“If you take a peek around the corner, you’ll spot March and with it, the daunting realisation that you have already forked out on a pricey gym membership, splurged on trainers before you paid your bills and that January hasn’t been that dry,” explains AJ Odudu, TV presenter and qualified personal trainer and sports nutritionist. “So, if ever there was a time to get a fitness boost, it’s now.
“My tips to get you running don’t begin and end with ‘run’,” continues AJ. “As the dates for the London Marathon come closer it’s important to realise that it isn’t just about pounding the ground and even if you haven’t signed up for a big race, running is still one of the best aerobic exercises for physical conditioning of your heart and lungs. It’s also a great way to relieve stress, tone your entire body, lose weight and quite simply, it’s convenient.So grab your running shoes as I give you my top five tips.”

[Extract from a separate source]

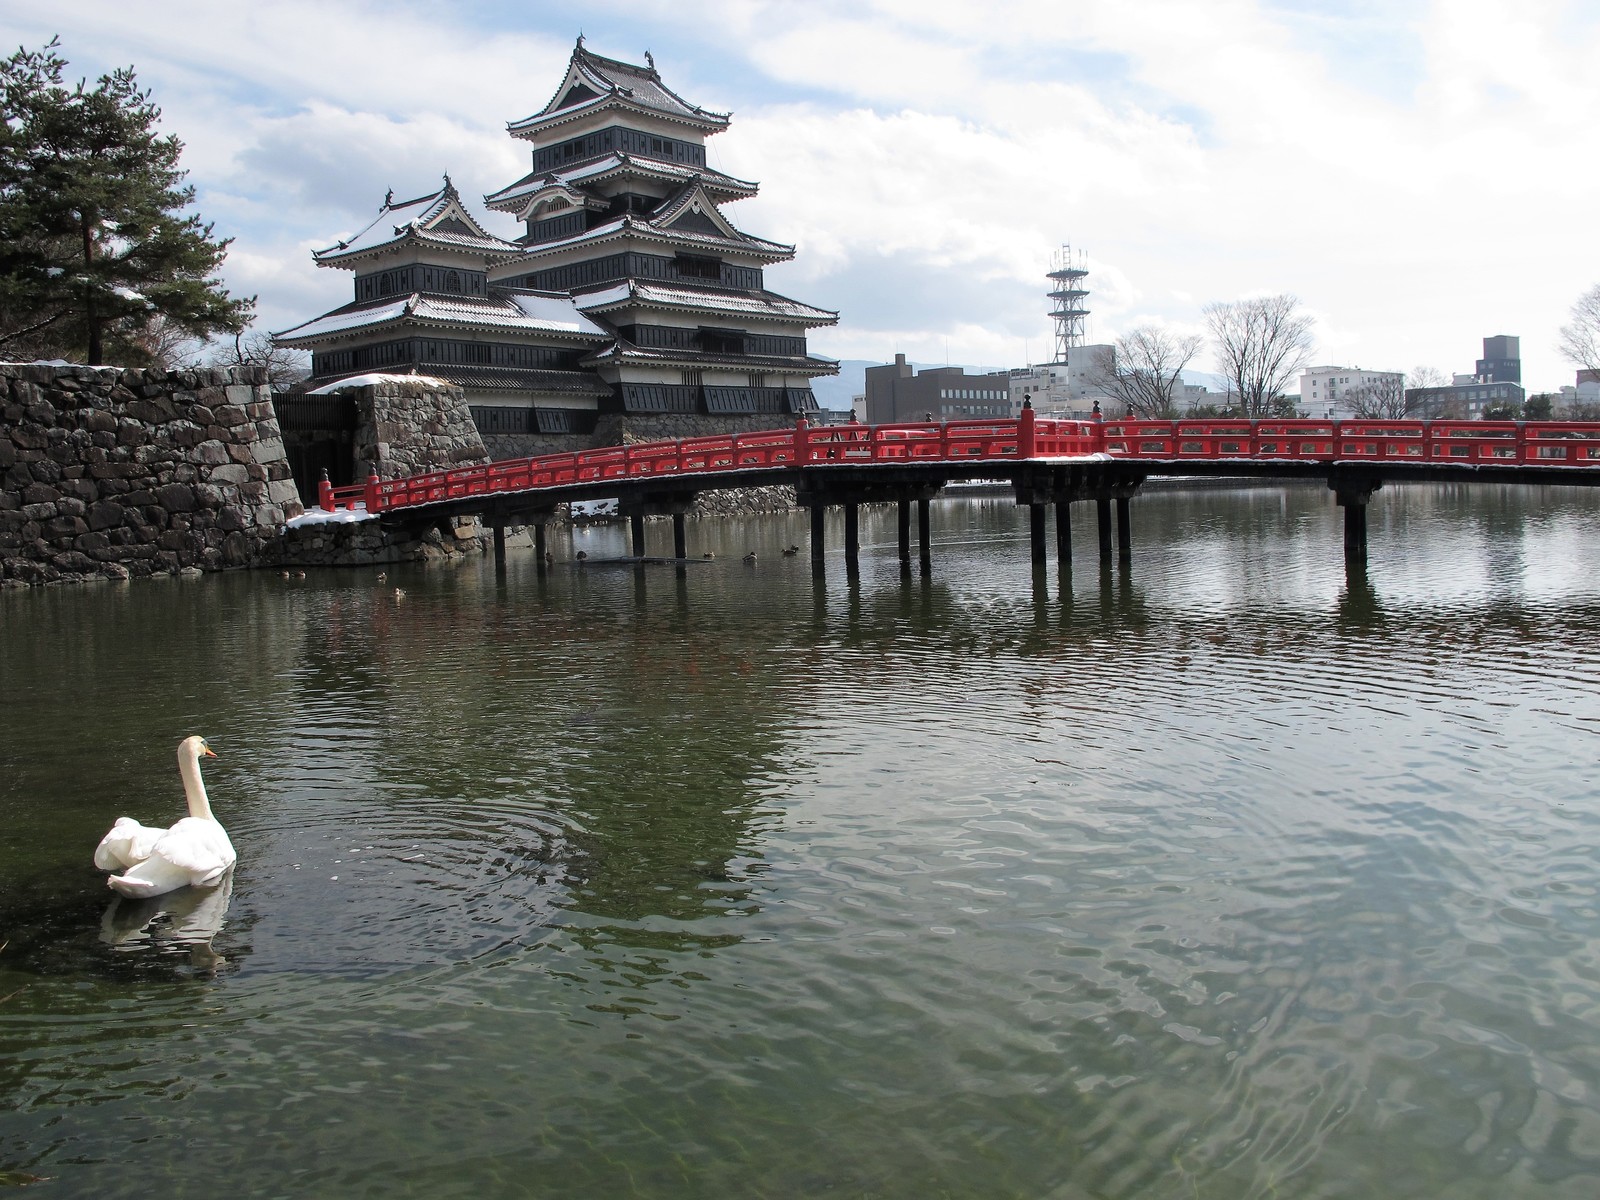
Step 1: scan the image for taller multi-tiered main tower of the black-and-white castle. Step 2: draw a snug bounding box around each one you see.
[483,38,838,424]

“The first hurdle to confront is motivation, which, unsurprisingly, is easier said than done when the street lights are still on. I challenge you to write down some goals. Maybe you’re training for the London Marathon or Great North Run, or maybe you want to shift a few pounds. Or it could be that you want to simply be fitter. Write these goals down and stick them up on your mirror or somewhere you look often, as a daily reminder. On a more immediate note, try keeping your fit kit by the door before you hit the sack as quite often it’s the thought of exercising that puts us off.
Tight hamstrings? Sore back? Stiff hips? Loosen up! You don’t have to be a bendy yoga bunny, but your flexibility is important when it comes to running. During your runs, your flexibility enables your joints to move through their full range of motion, helping your muscles work more effectively and therefore boosting your performance whilst reducing your risk of injury. Quad, cobra and standing lunge stretches will improve your flexibility greatly and if you can make it to a yoga or pilates class weekly, even better.”
“Naturally, when we fatigue our running form weakens. We curl up our shoulders, hunch our backs, our arms tend to flap by our sides and our breathing pattern becomes irregular. Weakening our technique means our performance suffers whilst putting us at risk of injury. However, improving our stamina reduces all of those side effects, enabling us to run for longer before fatigue kicks in. Try combining strength training with cardio whilst reducing your rest times in between workout sets, in order to boost your endurance.”
“As great as running is, it is a high-impact workout, and highimpact exercises aren’t always kind to our joints. Luckily, strength training will increase the ability of your bones, ligaments, tendons and muscles to withstand the high impact of running. Weight training dramatically increases the strength of your muscles when done so safely and even adding small amounts of resistance to your workouts with a resistance band will strengthen your muscles.”
“When running, muscle strength in your hips and glutes are really important for stabilisation and your core strength is important for your posture. So, the stronger and more stable you are in these areas, the better your running form and performance. Try push ups with your feet on a medicine ball, a one-legged squat reach, single leg dead lifts and raising one leg off the ground when planking.”